Rational reconstruction (mathematics)

In mathematics, rational reconstruction is a method that allows one to recover a rational number from its value modulo an integer. If a problem with a rational solution ${\displaystyle {\frac {r}{s}}}$ is considered modulo a number m, one will obtain the number ${\displaystyle n=r\times s^{-1}{\pmod {m}}}$. If |r| < N and 0 < s < D then r and s can be uniquely determined from n if m > 2ND using the Euclidean algorithm, as follows.^[1]

One puts ${\displaystyle v=(m,0)}$ and ${\displaystyle w=(n,1)}$. One then repeats the following steps until the first component of w becomes ${\displaystyle \leq N}$. Put ${\displaystyle q=\left\lfloor {\frac {v_{1}}{w_{1}}}\right\rfloor }$, put z = v − qw.
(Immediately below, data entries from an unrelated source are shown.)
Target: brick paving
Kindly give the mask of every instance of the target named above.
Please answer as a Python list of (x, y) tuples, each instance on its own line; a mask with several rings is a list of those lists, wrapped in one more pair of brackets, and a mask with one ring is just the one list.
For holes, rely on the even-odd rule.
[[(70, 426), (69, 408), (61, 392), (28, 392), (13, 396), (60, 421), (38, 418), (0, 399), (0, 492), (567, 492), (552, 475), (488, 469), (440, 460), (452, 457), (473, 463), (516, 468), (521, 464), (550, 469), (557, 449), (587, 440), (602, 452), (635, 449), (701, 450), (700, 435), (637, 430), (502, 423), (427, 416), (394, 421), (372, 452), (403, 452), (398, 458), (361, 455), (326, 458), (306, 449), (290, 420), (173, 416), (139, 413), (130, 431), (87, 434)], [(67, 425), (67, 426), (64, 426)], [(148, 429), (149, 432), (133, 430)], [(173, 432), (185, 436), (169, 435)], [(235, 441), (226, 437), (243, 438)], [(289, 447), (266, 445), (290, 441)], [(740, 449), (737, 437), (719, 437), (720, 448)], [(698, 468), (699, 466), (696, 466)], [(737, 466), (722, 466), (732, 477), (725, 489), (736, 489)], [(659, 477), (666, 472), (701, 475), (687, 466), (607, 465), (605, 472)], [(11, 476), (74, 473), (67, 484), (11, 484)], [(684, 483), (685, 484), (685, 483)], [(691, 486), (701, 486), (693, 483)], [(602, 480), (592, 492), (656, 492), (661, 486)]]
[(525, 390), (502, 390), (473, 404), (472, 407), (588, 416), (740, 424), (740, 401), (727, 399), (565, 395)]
The new v and w are then obtained by putting v = w and w = z.

Then with w such that ${\displaystyle w_{1}\leq N}$, one makes the second component positive by putting w = −w if ${\displaystyle w_{2}<0}$. If ${\displaystyle w_{2}<D}$ and ${\displaystyle \gcd(w_{1},w_{2})=1}$, then the fraction ${\displaystyle {\frac {r}{s}}}$ exists and ${\displaystyle r=w_{1}}$ and ${\displaystyle s=w_{2}}$, else no such fraction exists.

References

1. P. S. Wang, a p-adic algorithm for univariate partial fractions, Proceedings of SYMSAC ´81, ACM Press, 212 (1981); P. S. Wang, M. J. T. Guy, and J. H. Davenport, p-adic reconstruction of rational numbers, SIGSAM Bulletin 16 (1982).